Peg also said she is afraid of heights. “I had a two-story house and I had a hard time washing the windows on the second floor, even from the inside,” she said. “And yet I can fly an airplane. I actually went skydiving when I was 59. It was so beautiful.”

In 1982 the couple sold their house and bought a 45-foot ketch called Wind Drifter.

“Our plan was to outfit it, live on Lake Union, and when we retired head down the coast and do what’s called the Milk Run across the Pacific,” Larry said. “It didn’t work out quite the way we planned it. Interest rates went way up and I was in corporate aircraft sales then, and it just killed the whole thing.”
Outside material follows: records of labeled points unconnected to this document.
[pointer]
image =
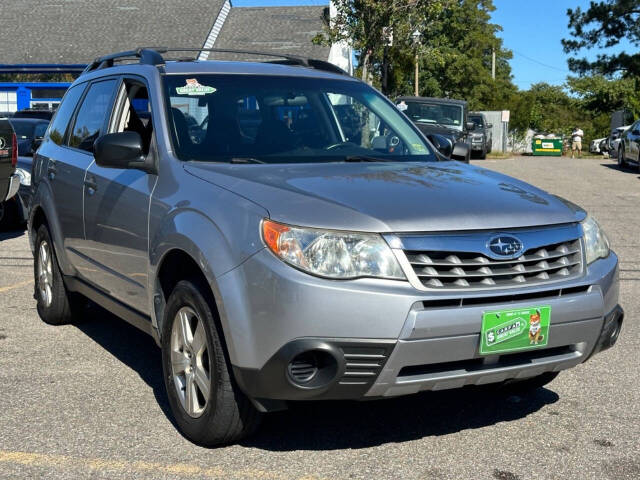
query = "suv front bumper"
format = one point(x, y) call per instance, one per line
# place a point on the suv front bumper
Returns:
point(383, 338)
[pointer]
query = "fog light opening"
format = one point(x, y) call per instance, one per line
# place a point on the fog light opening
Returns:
point(312, 369)
point(616, 331)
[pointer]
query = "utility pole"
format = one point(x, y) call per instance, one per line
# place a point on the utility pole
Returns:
point(417, 89)
point(416, 35)
point(493, 63)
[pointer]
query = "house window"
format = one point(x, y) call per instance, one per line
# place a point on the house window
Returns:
point(8, 102)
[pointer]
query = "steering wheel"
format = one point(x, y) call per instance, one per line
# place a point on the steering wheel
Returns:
point(337, 146)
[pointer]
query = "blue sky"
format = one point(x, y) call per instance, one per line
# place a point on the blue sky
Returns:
point(532, 30)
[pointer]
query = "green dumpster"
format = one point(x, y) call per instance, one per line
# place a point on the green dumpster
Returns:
point(549, 147)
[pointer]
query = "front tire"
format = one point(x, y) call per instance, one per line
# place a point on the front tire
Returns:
point(8, 215)
point(207, 404)
point(55, 305)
They did sail down to San Francisco where Larry got another job selling aircraft. “Something opened up in San Diego and that was on the route we were trying to make work, so we sailed down there and lived in the inner harbor for three months.” Another opportunity appeared in Portland, and they lived on the boat in the Columbia River before finally returning to Seattle.

“I loved it,” said Peg. “We probably would not have moved off the boat but back in Seattle my mother was not well, and getting her on and off the boat was difficult. And she didn’t like it anyway; she thought we were absolutely out of our minds.”

In 1991 they moved ashore and sold the boat. They’d lived aboard Wind Drifter for 11 years.

“I wouldn’t meet the people who bought it and cried for two days,” Peg said.

By this time Larry was selling aircraft parts to Boeing and Peg was working for a Seattle philanthropist, the jobs they would retire from.

They did manage to sail in the South Seas — doing a bareboat charter in Tahiti. They rented a plane and island-hopped by air too.

“We have been so fortunate in our lives,” Peg said. They have lived in Longbranch for 21 years, longer than anywhere else.

“Our kids keep saying come live by us and I think, why? We’re just very lucky to have lived the life we have lived, and to end up here,” she said.